Abstract

To his admirers he is the last of the German classics; one of his many detractors spoke of him as a Gartenlaubedichter, which I suppose is the equivalent of a writer for the Saturday Evening Post. And between these two extremes every shade of opinion is represented in Hauptmann criticism. This, in fact, is one of the Hauptmann problems: that no two critics seem to agree on any aspect of his work and influence. The literature on Hauptmann is bewilderingly subjective and contradictory. His plays, we are told, have been and still are more often performed than those of any other German dramatist. Beginning with the six-volume edition of 1906, collected editions of his writings have appeared more frequently than is the case with any other recent German writer. Academic criticism has been astonishingly kind to him, though no more agreed as to what should be praised and why.
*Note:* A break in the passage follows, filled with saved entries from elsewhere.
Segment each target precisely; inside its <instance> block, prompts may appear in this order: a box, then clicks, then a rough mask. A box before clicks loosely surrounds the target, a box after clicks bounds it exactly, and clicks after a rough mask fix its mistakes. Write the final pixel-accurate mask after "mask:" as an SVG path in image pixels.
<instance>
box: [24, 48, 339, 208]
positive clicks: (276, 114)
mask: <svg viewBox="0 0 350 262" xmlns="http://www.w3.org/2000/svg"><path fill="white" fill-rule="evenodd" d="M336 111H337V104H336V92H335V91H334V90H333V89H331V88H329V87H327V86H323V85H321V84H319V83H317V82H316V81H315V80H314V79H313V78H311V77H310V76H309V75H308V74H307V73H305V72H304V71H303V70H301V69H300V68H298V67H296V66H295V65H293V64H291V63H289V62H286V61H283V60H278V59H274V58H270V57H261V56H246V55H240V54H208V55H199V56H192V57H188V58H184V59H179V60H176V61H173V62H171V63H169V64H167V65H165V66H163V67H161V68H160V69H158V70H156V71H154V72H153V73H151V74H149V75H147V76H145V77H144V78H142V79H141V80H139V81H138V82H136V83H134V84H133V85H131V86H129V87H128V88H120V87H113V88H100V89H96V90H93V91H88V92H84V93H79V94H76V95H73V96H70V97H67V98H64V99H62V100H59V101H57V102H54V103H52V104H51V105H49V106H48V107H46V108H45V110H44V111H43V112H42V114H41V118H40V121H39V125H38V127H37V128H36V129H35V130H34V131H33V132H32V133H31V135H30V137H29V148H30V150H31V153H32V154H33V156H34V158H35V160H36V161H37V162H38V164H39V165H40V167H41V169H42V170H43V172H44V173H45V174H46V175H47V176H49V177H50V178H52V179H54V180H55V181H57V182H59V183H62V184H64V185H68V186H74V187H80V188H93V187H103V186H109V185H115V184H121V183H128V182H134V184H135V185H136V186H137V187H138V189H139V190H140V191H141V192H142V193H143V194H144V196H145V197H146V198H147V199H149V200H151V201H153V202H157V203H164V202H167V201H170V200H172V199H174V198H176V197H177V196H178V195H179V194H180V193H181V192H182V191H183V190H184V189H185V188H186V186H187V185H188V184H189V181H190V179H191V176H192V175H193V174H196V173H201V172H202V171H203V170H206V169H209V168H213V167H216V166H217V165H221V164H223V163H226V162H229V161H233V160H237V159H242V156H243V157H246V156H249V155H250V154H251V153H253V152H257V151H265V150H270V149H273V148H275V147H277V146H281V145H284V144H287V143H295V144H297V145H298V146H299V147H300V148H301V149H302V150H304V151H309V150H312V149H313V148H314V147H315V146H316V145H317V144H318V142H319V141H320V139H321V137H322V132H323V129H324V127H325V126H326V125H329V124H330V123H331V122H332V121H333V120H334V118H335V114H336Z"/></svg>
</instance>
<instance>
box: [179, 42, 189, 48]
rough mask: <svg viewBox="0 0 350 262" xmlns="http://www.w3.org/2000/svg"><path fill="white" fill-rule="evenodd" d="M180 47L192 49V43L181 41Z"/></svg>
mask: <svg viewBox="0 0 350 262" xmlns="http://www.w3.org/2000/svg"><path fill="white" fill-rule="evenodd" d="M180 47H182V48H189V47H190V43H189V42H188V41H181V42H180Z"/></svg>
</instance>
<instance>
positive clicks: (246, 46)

Even the free-lance and journalist critics of solid learning, like Alfred Kerr and Paul Fechter, have written of him in tones of deep, though not uncritical, admiration. Such unstuffy writers as Carl Zuckmayer and Frank Thiess have been interested enough to bring unfinished works of Hauptmann to completion. But these are all men of the older generation, some of them no longer living. One looks in vain for any show of interest in Hauptmann by the younger generation of critics or writers. Thomas Mann, Kafka, Rilke, Brecht, Benn, Musil: these are the names one is likely to encounter in any current discussion of the contemporary literary scene in Germany. Hauptmann's is never found among them.